Change Management is a hot topic in the business world because we have actually figured out that you have to have a system for dealing with people’s emotions and reactions when you take a business through some kind of transformation. It is hard to learn and super hard to teach and difficult to implement. It takes a lot of practice. And we don’t do it all that well yet in my office and sometimes it makes all of us feel really uncomfortable. But each time we talk about it and plan for it, we understand it better and things go a little bit more smoothly. And most importantly we have all realized that it is a worthwhile endeavor.
The challenge is that as dedicated and tactical and really thoughtful we try to manage change, there is still a huge gap that we can’t address and that ends up taking a lot of our emotional time. Change is personal. Some people roll with new things, others dig in their heels and resist and some are a combo of both and that makes it really hard to have a one size fits all plan. To add on to that, as we implement a strategic way to manage change in our office we have also recognized that this process depends a lot on how we manage change ourselves. It gets really complicated and it is no surprise that change has been shoved to the back room of the HR office for decades.
Change is unavoidable and inevitable. We are always moving and morphing and things happen that are not at all in our control, in work and life. And sometimes it really sucks. We learn routine early, bedtimes, eating times, school bells, time for work and play-we have this skeleton built around us that organizes us and tries to make our lives easier. And beside our skeleton, our brains are also programmed to like the status quo. We have ideas about how things should work, beliefs of what we think is best and what we want. And when the skeleton sways or quakes or our brain status quo is challenged it can be disruptive, anxiety inducing, lash provoking, and super emotional and not just for that person, everyone around them too.
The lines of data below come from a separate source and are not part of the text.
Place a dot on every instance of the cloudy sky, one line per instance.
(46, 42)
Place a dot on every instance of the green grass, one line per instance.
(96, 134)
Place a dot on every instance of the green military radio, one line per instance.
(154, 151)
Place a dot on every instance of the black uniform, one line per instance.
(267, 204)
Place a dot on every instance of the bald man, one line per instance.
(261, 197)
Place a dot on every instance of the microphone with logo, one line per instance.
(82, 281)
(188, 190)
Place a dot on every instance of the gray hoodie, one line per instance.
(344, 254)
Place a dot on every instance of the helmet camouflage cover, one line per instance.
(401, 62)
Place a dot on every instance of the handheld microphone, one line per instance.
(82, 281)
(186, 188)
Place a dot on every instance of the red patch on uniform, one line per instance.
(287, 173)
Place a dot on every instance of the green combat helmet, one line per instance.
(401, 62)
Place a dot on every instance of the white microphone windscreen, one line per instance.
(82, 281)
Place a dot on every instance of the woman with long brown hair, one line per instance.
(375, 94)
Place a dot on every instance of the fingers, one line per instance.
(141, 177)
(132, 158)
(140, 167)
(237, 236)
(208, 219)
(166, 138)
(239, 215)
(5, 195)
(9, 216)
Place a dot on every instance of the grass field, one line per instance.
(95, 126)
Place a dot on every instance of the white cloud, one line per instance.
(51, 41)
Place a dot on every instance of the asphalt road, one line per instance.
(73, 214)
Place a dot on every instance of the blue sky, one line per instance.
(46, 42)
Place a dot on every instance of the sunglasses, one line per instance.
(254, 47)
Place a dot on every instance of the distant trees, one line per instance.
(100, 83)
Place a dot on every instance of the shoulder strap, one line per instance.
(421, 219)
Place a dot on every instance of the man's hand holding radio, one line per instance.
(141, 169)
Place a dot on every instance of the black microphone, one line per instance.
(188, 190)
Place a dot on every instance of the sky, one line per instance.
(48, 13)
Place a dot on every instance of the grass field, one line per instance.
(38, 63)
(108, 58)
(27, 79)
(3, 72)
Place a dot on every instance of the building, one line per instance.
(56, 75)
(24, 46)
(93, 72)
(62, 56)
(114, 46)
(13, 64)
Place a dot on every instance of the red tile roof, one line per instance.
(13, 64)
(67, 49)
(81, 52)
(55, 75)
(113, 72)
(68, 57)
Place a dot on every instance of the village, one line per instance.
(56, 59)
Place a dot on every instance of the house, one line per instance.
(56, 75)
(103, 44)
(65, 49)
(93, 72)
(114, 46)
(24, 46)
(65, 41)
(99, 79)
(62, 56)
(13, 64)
So lately the thing I am trying to figure out is not so much how to manage the change process, I am trying to learn to deal differently with those skeletal sways and quakes and the brain status quo so that the changes don’t become enormous, debilitating things. Trying to figure out how to be a little more pliable and trying to figure out how to bite off smaller chunks of change, more frequently so that they don’t get all built up, resulting in fiery eruptions. This heady, squishy stuff seems very personal and intimate and outside the normal work scope, a place we normally don’t go. But maybe anticipating and confronting some change or movement, all the time, at work and outside would make change a little less monumental. Maybe knowing change is always coming would prepare us somehow for when it shows up.